Chinese mathematician

Shi Yuguang (史宇光; born 1969, Yinxian, Zhejiang) is a Chinese mathematician at Peking University. His areas of research are geometric analysis and differential geometry.

He was awarded the ICTP Ramanujan Prize in 2010, for "outstanding contributions to the geometry of complete (noncompact) Riemannian manifolds, specifically the positivity of quasi-local mass and rigidity of asymptotically hyperbolic manifolds."

He earned his Ph.D. from the Chinese Academy of Sciences in 1996 under the supervision of Ding Weiyue.

==Technical contributions==
Shi is well-known for his foundational work with Luen-Fai Tam on compact and smooth Riemannian manifolds-with-boundary whose scalar curvature is nonnegative and whose boundary is mean-convex. In particular, if the manifold has a spin structure, and if each connected component of the boundary can be isometrically embedded as a strictly convex hypersurface in Euclidean space, then the average value of the mean curvature of each boundary component is less than or equal to the average value of the mean curvature of the corresponding hypersurface in Euclidean space.

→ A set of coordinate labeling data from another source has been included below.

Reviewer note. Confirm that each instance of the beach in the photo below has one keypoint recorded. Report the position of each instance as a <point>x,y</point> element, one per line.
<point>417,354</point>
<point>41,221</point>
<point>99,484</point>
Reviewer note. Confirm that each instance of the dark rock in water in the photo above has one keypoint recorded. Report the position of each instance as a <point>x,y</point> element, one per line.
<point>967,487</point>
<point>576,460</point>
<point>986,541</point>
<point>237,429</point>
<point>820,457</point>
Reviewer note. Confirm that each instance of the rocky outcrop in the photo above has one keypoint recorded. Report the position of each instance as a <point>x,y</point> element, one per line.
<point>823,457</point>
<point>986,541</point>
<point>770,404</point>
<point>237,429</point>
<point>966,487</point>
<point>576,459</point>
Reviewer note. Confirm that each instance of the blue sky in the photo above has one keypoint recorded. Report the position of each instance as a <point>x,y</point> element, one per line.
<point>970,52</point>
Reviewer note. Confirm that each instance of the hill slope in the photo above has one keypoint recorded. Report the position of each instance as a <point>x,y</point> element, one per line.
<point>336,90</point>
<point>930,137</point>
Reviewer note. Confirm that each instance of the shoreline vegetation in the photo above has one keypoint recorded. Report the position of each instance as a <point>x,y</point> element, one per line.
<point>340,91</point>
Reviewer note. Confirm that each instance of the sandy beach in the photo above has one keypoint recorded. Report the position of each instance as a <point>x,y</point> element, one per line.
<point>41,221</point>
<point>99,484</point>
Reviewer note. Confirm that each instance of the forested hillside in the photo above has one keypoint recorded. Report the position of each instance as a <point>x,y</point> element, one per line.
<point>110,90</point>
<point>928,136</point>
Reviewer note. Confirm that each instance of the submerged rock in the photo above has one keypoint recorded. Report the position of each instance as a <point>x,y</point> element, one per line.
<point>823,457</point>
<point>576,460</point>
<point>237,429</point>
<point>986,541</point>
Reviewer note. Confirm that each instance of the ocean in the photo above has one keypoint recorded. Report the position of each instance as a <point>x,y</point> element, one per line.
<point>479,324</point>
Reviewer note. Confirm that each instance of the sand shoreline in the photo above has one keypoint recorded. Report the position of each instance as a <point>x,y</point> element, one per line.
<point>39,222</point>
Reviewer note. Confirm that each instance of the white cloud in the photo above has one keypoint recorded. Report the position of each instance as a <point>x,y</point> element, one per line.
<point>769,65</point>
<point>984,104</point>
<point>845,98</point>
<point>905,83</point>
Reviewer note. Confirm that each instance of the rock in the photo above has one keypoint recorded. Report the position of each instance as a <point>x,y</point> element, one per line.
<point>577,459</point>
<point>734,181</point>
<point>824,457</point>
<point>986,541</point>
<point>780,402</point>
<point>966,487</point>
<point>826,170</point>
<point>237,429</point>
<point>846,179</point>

This is particularly simple in three dimensions, where every manifold has a spin structure and a result of Louis Nirenberg shows that any positively-curved Riemannian metric on the two-dimensional sphere can be isometrically embedded in three-dimensional Euclidean space in a geometrically unique way. Hence Shi and Tam's result gives a striking sense in which, given a compact and smooth three-dimensional Riemannian manifold-with-boundary of nonnegative scalar curvature, whose boundary components have positive intrinsic curvature and positive mean curvature, the extrinsic geometry of the boundary components are controlled by their intrinsic geometry. More precisely, the extrinsic geometry is controlled by the extrinsic geometry of the isometric embedding uniquely determined by the intrinsic geometry.

Shi and Tam's proof adopts a method, due to Robert Bartnik, of using parabolic partial differential equations to construct noncompact Riemannian manifolds-with-boundary of nonnegative scalar curvature and prescribed boundary behavior. By combining Bartnik's construction with the given compact manifold-with-boundary, one obtains a complete Riemannian manifold which is non-differentiable along a closed and smooth hypersurface. By using Bartnik's method to relate the geometry near infinity to the geometry of the hypersurface, and by proving a positive energy theorem in which certain singularities are allowed, Shi and Tam's result follows.

From the perspective of research literature in general relativity, Shi and Tam's result is notable in proving, in certain contexts, the nonnegativity of the Brown-York quasilocal energy of J. David Brown and James W. York. The ideas of Shi−Tam and Brown−York have been further developed by Mu-Tao Wang and Shing-Tung Yau, among others.

== Major publication ==
- Yuguang Shi and Luen-Fai Tam. Positive mass theorem and the boundary behaviors of compact manifolds with nonnegative scalar curvature. J. Differential Geom. 62 (2002), no. 1, 79–125.